Uncontrolled fire is always a dangerous and scary scenario. Oklahoma had a difficult weekend August 3rd to the 5th, 2012 when a series of wild fires burned temporarily out of control in the central and eastern parts of the state. The Oklahoma City metro area was the scene of catastrophic losses for property owners. Local newspapers reported nearly 9,000 acres burned just east of Norman, and Slaughterville, Oklahoma, with 49 houses reported destroyed and one person dead.
The weather on Wednesday, August 8th looked good and I decided to fly my Fisher Celebrity over the burn areas to get a better sense of what had happened. It turned out to be a sobering flight. I got to the airport about 6:45 am, fueled the Fisher, did my preflight check, and was ready to go by 7:20. The wind was calm and I was able to take off on Runway 35 where a 45 degree turnout to the northeast would put me in the general direction of the fires. I turned another 15 degrees to the east to avoid flying too close to the pattern of our neighboring airport, David J. Perry.
There was not a lot of traffic on I-35 as I flew over it and held to my heading of 90 degrees while climbing to approximately 1,000 feet AGL.
After crossing the interstate, a look to the left gives a view of the South Canadian River in the left center of the next photo, the town of Noble, Oklahoma, immediately below, and Oklahoma City in the distant center.
To the right was the South Canadian River as it flows southward between Lexington, and Purcell, Oklahoma.
Just off my left wing is the small town of Slaughterville, Oklahoma, and McCaslin Field. McCaslin is a small, single grass strip, privately owned airport open to public use. It has no fuel, no services, and only four airplanes based there. It, however, does provide a great, relatively air-traffic-free practice field for landing on grass.
About another 3 miles to the east the burn areas begin. I flew another additional mile east and turned north to get the sun on my right side. The hazy air and sunlight were not a good combination for photos. Once on the northward leg, the contrast between burned areas and normal vegetation was more discernible. The burned area has a rust color from the air. The unburned trees are still green and the unburned grass areas tan or straw colored. The vegetation in this area is scrub oak with grasses and other plants growing between the trees. Once a fire starts in this ground cover it burns rapidly and very hot. Fanned by southwesterly winds, the fires burned to the east-northeast from about 3 miles east of Slaughterville and Norman to the shore of Lake Thunderbird, a distance that I estimate to be in excess of 10 miles. The lake can be seen in the top center of the next photo.

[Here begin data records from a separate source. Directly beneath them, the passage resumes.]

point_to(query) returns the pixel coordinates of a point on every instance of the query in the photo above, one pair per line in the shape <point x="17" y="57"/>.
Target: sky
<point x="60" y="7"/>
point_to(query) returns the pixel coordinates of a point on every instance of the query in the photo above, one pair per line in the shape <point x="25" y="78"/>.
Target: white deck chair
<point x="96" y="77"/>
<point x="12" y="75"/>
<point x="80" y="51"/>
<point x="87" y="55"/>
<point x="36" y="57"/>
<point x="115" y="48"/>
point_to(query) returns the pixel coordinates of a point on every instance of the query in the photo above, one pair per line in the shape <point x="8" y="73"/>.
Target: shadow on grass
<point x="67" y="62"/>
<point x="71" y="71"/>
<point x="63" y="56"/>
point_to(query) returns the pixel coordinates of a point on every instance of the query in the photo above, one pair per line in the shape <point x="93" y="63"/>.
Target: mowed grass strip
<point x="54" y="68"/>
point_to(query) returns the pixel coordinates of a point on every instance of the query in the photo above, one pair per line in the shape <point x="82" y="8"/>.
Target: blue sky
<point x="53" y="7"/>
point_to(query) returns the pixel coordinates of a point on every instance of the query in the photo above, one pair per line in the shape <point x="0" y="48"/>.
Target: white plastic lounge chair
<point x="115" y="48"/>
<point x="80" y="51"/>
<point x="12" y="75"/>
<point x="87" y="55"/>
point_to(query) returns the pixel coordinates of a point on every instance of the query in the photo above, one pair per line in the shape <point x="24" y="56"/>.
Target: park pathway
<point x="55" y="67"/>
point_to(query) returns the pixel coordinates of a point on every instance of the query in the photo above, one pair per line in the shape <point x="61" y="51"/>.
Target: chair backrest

In the lower center of the next photo is a white rectangle in the center of a burned area. This, I believe was a mobile home that was probably destroyed. Interesting, this badly burned area is immediately to the west of Hickory Hills (10ok), a private airstrip that is visible right center of the picture.
Another photo of Hickory Hills taken from the north and a little higher shows the limits of the burn around it.
The northward limits of the fire ran up to the short of Lake Thunderbird. This area is part of Norman and the highway that turns to the west is Oklahoma highway 9 that runs along the southern part of Norman. Many buildings that appear to be surrounded by burned out timber presumably were damaged or destroyed by the fire.
This area suffered intense fire with little left standing.
After passing the above burn, I turned south with the intention of flying down to the Canadian River before returning to Paradise Air Haven. My course took me slightly to the west of Muldrow Army Heliport which is about 10 miles east of Lexington, Oklahoma. The Oklahoma Army National Guard keeps some of its helicopters here
After crossing state highway 39 south of the heliport I turned to the east and flew by its neighbor the Joseph Harp Correctional Center, a medium security prison.
As I again turned and flew north of the prison and heliport, I noticed a smaller, isolated burn area to the northwest and flew over to investigate.
This area was not part of the burn further north, but it looked like the fires were severe here.
I again turned south and took this picture of the South Canadian as it makes a sharp bend to the southeast.
About five miles south of the river is the town of Wayne, Oklahoma. This is a photo of Wayne looking to the southwest.
After passing Wayne to the west, I headed for home base, Paradise Air Haven, just south of Goldsby. When I return from the south, I frequently fly up the Canadian River between Lexington and Purcell as far as the drag strip southeast of Slaughterville, and then turn west for Paradise. I put the Fisher in the hangar and went home with a perspective of the wildfires that only an aerial view could provide. I got home thankful that my family was spared the damage and danger of the fires, and, as always, very grateful that I have the resources to own and fly an airplane.
The flight over the burn areas was depressing when I stopped to think about the losses of homes and possessions that so many people suffered. Flying over the area, sad as it was, could not compare to the emotions felt by those who were in the paths of the fires. It must have been a fearful time for families who had to evacuate and leave their homes and especially crushing to return and find them in ashes. There were equally devastating fires northeast of Oklahoma City. The little town of Luther was badly damaged and fires in the Tulsa area were also very severe. To make the losses seem even worse, a week after their start, the State Fire Marshal has determined that the Norman and Slaughterville fires were acts of arson with no suspects to date.